Batılılaşma, İslam dünyasında bütün boyutları ile bir “aldatma”dır. Batılılaşmanın neticeleri ile ilgili verilmiş sözler, Moğolların şehirleri istila etmek için verdikleri sözlerden pek de farklı değildir. Moğollar, yaşam hakkı verme sözü ile teslim alır ama öldürürlerdi. Batıcılar da aynı sözle teslim alır, manen katlederler. 

Batılılaşmanın varisleri, siyaset tarzlarının “aldatma” olduğunun bilincindedirler. Onların bakışında samimi Müslümanlar, aldatılmaya daima müsait, basit kitlelerdir. Bu bakış, onlara propaganda cesareti verir hatta onları propagandada hadsizleştirir.
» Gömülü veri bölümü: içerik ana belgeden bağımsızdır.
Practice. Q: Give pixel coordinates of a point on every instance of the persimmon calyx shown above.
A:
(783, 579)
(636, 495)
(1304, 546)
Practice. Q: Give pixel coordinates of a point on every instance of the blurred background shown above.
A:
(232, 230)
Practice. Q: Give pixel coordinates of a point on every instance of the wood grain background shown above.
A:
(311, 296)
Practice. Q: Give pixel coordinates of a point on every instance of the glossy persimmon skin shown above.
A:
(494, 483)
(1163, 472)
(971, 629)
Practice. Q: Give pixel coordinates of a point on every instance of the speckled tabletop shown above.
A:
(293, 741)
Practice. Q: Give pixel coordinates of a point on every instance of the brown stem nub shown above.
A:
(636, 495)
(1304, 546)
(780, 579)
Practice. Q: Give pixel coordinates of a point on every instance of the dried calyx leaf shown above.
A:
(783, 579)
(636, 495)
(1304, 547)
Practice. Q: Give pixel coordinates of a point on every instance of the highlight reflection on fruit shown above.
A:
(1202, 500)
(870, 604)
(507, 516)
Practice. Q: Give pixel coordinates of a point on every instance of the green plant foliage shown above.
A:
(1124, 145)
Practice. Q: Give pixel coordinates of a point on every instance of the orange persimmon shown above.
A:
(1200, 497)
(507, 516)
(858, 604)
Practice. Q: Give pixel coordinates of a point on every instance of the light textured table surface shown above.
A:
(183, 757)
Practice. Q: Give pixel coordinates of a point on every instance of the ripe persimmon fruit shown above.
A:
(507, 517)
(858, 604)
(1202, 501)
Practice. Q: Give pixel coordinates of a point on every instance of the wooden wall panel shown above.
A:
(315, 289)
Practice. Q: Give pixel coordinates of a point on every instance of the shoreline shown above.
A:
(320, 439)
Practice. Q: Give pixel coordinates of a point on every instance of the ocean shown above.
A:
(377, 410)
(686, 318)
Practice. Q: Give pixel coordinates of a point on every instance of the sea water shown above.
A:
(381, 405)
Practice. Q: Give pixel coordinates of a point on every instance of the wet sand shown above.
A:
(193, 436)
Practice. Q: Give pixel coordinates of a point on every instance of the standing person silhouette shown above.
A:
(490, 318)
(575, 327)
2008’de Ankara’nın küçük bir ilçesinin belediye başkanının merkez medyanın ortak övgüsüne mazhar olduğunu gördüm. Medya, söz konusu şahısla ilgili öylesine bir imaj oluşturuyordu ki siz onun ilçesini cennete çevirdiğini zannederdiniz.

Merakıma hâkim olamayınca bir gün otobüse atlayıp o ilçeye gittim. Gördüklerim beni dehşete düşürdü: Başkanın bütün icraatları, köklerinden tamamen kopmuş bir şehirde geçmişi anımsatma adına yapılan folklor gösterilerini andırıyordu.  

Ortada icraat yoktu, icraatın bir tür resimleri, görseli vardı. Öyle ki icraat adına gördüklerim aklımda bir iz dahi bırakmadı. Zannederim, basit bir pazar yeri süslemesi falan gibi bir şeyler yapılmıştı. Ama herhâlde başkanın bütün icraatları, hiçbir hizmeti basına konu olmayan Sincan Belediyesinin küçük bir parkı kadar maliyetli değildi.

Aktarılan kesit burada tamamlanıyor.